Geplaatst op 10-11-2011
| 1550 keer bekeken
| 0 reacties
Stadswallen en stadsgrachten
Het grote, hoge gebouw dat tegenover de Rabobank staat, tussen de Westwal en Molenstraat, heet “Stadsgraav’n.” Wat “stad” betekent, dat weet je wel. Het woordje “graav’n” is Twents en betekent sloot. Maar ook in het oud-Nederlands kwam het woordje “graven” voor en dan betekende dat “gracht”. “Stadsgraavn” is dus gewoon stadsgracht.
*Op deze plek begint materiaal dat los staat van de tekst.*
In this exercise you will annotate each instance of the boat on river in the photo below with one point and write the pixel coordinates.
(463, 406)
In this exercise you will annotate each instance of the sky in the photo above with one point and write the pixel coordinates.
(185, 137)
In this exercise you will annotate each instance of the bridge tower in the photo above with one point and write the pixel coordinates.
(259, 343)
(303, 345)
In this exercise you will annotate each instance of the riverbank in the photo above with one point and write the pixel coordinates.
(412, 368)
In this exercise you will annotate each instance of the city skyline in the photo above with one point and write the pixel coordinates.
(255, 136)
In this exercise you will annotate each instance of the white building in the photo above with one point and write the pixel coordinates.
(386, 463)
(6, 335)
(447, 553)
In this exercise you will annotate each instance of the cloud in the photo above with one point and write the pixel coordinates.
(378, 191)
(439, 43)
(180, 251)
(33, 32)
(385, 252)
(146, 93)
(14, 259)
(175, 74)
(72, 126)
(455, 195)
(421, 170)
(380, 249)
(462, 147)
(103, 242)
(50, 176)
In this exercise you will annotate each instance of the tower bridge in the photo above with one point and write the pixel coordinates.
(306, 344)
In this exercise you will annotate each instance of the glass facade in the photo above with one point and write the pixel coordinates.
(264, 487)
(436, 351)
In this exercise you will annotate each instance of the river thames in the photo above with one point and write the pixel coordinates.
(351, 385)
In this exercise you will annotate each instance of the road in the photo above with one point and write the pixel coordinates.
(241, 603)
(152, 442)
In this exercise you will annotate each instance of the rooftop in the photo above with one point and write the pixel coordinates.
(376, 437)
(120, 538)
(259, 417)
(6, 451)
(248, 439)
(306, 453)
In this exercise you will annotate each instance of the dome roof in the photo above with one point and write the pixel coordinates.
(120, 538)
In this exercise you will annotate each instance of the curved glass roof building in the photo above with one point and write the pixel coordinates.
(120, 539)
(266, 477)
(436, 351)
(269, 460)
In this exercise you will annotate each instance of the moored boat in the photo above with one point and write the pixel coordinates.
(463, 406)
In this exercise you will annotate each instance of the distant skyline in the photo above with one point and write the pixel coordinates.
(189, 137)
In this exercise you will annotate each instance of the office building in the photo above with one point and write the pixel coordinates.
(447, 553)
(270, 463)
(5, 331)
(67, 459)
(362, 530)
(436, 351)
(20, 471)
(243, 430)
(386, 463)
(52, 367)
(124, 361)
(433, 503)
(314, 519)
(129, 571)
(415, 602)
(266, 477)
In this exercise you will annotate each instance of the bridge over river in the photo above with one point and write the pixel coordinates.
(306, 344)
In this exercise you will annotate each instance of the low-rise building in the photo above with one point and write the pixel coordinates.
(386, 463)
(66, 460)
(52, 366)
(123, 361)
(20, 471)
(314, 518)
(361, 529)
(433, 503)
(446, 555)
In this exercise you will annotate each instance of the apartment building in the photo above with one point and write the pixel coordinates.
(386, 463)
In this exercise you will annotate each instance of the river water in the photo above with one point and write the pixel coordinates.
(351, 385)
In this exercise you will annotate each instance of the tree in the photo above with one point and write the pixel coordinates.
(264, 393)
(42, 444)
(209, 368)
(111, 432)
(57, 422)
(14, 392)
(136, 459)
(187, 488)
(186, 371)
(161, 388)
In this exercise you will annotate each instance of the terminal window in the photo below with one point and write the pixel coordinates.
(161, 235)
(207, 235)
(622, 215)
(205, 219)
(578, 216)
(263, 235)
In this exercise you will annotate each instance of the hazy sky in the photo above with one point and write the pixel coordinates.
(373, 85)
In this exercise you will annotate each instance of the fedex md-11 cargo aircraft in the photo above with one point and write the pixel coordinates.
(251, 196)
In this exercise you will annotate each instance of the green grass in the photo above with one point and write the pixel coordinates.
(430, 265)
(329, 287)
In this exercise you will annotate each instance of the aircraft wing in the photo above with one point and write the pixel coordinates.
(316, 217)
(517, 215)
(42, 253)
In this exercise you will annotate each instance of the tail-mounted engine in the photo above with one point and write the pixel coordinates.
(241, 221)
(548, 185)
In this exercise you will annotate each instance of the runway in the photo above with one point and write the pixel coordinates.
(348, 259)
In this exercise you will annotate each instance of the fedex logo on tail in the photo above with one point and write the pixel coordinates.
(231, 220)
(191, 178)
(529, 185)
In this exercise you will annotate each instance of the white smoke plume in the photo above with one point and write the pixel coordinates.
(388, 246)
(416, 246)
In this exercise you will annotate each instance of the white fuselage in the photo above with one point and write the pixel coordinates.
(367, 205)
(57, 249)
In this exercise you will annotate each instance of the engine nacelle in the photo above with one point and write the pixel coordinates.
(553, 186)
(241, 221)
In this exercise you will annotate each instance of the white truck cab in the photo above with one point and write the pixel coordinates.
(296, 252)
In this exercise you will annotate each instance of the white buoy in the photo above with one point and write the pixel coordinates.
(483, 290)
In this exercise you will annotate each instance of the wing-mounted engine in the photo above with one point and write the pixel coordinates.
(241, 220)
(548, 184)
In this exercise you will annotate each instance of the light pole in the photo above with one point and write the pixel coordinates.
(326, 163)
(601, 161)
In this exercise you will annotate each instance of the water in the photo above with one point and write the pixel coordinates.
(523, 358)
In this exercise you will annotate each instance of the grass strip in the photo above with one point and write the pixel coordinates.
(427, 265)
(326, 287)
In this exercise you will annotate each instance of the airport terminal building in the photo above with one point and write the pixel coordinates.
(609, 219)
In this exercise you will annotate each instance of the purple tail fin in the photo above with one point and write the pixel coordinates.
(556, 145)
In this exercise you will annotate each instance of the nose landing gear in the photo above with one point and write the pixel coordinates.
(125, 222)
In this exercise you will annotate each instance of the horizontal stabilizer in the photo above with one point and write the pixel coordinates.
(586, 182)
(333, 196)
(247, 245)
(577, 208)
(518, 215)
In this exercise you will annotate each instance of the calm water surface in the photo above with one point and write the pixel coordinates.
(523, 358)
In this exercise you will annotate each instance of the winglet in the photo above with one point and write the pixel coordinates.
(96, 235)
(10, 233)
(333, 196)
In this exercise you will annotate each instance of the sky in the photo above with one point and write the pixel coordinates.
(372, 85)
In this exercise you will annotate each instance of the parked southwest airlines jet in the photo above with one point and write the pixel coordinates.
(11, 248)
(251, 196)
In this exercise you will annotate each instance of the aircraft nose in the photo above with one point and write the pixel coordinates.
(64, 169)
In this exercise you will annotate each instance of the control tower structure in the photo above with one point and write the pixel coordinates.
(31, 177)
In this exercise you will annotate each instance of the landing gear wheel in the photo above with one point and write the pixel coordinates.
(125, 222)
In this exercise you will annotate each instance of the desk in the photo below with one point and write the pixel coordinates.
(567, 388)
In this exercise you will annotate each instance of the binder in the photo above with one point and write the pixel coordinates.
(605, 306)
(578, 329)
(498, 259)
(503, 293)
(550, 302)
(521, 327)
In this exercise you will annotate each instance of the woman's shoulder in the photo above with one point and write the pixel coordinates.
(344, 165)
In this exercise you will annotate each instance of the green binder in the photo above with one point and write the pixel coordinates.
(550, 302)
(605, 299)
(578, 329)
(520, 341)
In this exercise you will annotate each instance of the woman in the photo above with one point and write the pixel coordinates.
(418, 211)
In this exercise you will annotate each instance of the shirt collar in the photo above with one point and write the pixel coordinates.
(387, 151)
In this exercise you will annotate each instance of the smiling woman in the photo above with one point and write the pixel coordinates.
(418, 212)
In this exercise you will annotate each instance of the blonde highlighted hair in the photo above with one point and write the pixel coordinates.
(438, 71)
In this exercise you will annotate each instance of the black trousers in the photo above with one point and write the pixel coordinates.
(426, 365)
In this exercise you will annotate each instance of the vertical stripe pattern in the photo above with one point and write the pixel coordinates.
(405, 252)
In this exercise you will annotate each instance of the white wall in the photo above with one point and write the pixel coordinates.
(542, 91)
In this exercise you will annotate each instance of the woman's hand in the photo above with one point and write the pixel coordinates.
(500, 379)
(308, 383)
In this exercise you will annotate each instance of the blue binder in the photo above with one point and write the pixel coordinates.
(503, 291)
Dat hoge gebouw heeft die naam gekregen, omdat daar dichtbij een deel van de stadsgracht lag.
Ootmarsum was vroeger een vestingstadje, zoals je in een paar andere verhalen in dit Ootmarsumse geschiedenisboek kunt lezen (Stadsplattegrond en Stadspoorten). Nadat Ootmarsum omstreeks 1300 stadsrechten had gekregen, mocht het stadsbestuur wallen en grachten om de stad aanleggen. Maar het duurde nogal een poos, voordat daarmee werd begonnen. Dat kwam, omdat er niet genoeg geld voor was.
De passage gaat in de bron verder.